Angler Lucas Smith and his friend accidentally fished the predator while fishing in Australia earlier this month.
They tried to catch bronze whale sharks in the shallows at Short Point in Merimbula, New South Wales.
Instead, they were surprised and wrapped in the great white. The Daily Mail reports.
There were swimmers nearby enjoying a day at the beach.
Hair-raising footage posted on Facebook shows the shark flipping from side to side as it is released.
Whites are a protected species and Mr Smith said he released the shark as soon as it was caught.
He said, “We are targeting bronze whalers, everything else is bycatch and certainly not a target species.”
“We caught two more sharks there in a short three-hour session while people were swimming right next to us.
“It was amazing to see it float away healthy,” he wrote.
But some who saw the footage were surprised by Mr.
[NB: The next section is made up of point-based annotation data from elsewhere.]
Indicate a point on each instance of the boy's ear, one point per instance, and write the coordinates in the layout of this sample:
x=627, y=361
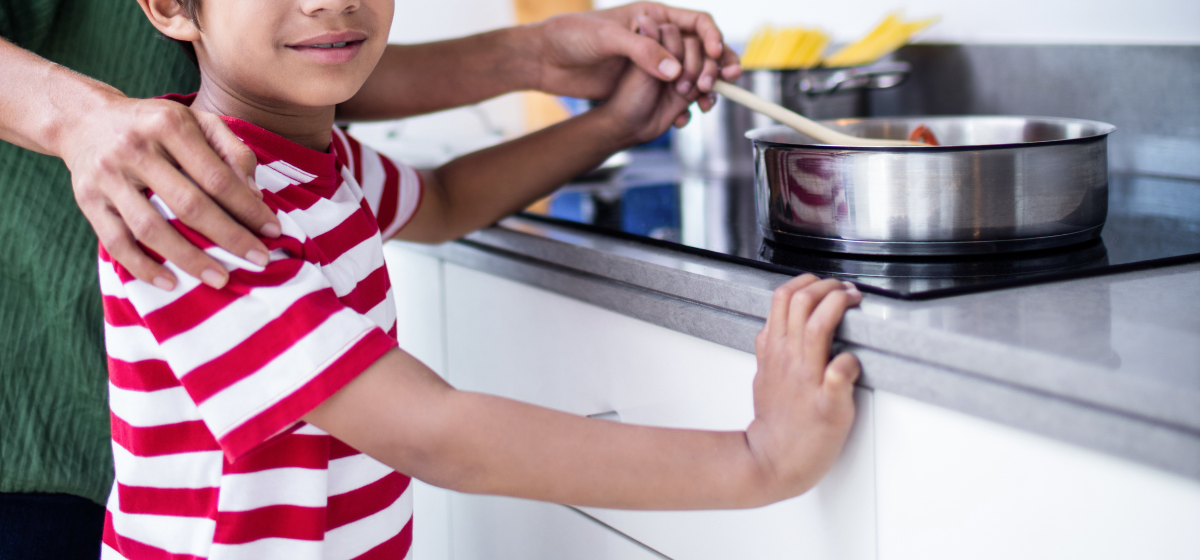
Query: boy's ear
x=169, y=18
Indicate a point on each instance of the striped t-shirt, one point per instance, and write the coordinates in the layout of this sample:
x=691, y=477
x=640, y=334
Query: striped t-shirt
x=207, y=387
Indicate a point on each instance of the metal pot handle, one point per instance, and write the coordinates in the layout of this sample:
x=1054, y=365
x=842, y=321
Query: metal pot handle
x=874, y=77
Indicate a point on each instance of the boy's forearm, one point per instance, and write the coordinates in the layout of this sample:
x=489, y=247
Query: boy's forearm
x=41, y=100
x=571, y=459
x=413, y=79
x=401, y=414
x=479, y=188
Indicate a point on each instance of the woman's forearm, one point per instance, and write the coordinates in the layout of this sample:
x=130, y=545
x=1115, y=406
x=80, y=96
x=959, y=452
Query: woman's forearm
x=413, y=79
x=41, y=100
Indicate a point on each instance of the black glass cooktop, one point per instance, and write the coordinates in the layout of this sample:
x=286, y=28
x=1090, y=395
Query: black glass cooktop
x=1152, y=222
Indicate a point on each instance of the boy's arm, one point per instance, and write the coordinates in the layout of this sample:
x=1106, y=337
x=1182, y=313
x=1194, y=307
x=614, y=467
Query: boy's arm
x=479, y=188
x=474, y=191
x=402, y=414
x=576, y=54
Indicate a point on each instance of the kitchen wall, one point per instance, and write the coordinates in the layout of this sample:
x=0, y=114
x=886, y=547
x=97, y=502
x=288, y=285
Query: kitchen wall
x=1147, y=22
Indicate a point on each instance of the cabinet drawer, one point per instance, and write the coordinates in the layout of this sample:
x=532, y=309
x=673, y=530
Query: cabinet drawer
x=521, y=342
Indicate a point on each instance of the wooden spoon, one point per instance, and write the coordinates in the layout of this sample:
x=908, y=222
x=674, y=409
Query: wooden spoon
x=802, y=125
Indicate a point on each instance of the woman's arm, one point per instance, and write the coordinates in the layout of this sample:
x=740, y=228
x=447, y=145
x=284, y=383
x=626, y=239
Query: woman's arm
x=479, y=188
x=117, y=148
x=576, y=54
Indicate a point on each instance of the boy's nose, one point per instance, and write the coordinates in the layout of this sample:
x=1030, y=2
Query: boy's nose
x=312, y=7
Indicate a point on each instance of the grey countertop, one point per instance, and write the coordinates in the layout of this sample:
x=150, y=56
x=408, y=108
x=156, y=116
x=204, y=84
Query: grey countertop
x=1110, y=362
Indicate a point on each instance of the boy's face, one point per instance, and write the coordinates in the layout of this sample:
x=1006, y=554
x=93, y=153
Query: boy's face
x=288, y=53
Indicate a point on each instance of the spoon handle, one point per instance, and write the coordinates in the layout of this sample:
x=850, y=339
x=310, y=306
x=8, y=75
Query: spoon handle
x=802, y=125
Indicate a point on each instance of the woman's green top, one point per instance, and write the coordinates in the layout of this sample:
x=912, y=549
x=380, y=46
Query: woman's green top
x=53, y=377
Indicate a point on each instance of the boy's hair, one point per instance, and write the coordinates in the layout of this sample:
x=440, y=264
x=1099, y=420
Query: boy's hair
x=191, y=7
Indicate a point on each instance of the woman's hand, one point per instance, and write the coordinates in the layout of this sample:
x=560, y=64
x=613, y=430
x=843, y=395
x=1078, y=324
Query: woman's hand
x=583, y=54
x=642, y=107
x=190, y=160
x=803, y=401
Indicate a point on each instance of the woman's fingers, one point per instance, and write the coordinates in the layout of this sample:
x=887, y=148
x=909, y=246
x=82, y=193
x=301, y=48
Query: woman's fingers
x=196, y=210
x=730, y=64
x=150, y=228
x=708, y=76
x=221, y=166
x=120, y=245
x=693, y=23
x=693, y=64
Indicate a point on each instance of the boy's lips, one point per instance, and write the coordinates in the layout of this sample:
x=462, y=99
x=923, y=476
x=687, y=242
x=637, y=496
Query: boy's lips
x=331, y=48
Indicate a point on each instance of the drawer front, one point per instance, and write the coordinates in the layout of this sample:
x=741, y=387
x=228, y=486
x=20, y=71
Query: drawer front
x=521, y=342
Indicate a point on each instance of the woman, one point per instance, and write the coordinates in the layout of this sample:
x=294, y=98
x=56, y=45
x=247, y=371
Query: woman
x=72, y=133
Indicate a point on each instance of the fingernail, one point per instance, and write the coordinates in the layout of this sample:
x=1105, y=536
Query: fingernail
x=214, y=278
x=258, y=257
x=163, y=283
x=669, y=67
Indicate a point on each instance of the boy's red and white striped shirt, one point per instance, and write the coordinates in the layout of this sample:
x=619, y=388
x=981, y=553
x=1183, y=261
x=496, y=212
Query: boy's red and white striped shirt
x=207, y=387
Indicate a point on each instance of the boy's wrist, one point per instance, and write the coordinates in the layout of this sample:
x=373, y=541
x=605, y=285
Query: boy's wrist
x=611, y=131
Smith’s encounter with the wild predator.
“Couldn’t go swimming next time,” commented one.
Another pointed out that great whites aren’t always interested in attacking people, saying, “It shows that sharks don’t necessarily want to eat people.”
Although they are often portrayed as killers – especially after Steven Spielberg’s 1975 thriller Jaws and the countless creepy shark spin-offs that followed – great whites are intelligent beings and generally have little interest in eating people.
However, according to National Geographic, great whites are highly adapted predators, and their mouths are lined with up to 300 serrated, triangular teeth arranged in multiple rows, and they have an exceptional sense of smell for recognizing prey.
Despite their enormous size, they are classified as endangered species due to overfishing and poor regulation.
Last year, researchers pulled a giant 17 foot great white shark weighing more than 3,500 pounds from the ocean.
The monster fish, known as the “Queen of the Ocean”, was discovered by a team from the nonprofit OCEARCH in the Northwest Atlantic near Nova Scotia, Canada.
Chairman Chris Fischer, who led the expedition, said it was the largest creature the group has ever tagged – a process that helps researchers study the habits and practices of marine life.
The data was collected for 21 research projects and included taking an ultrasound, taking bacterial samples from the shark’s teeth, and analyzing stool samples to learn more about the animal’s diet. Blood, muscle and skin samples were also taken to study the species.
The shark weighed 3,541 pounds and was 17 feet 2 inches in diameter. It had lived more than half a century.
Mr. Fischer said: “You feel insignificant when you stand next to such an old animal.”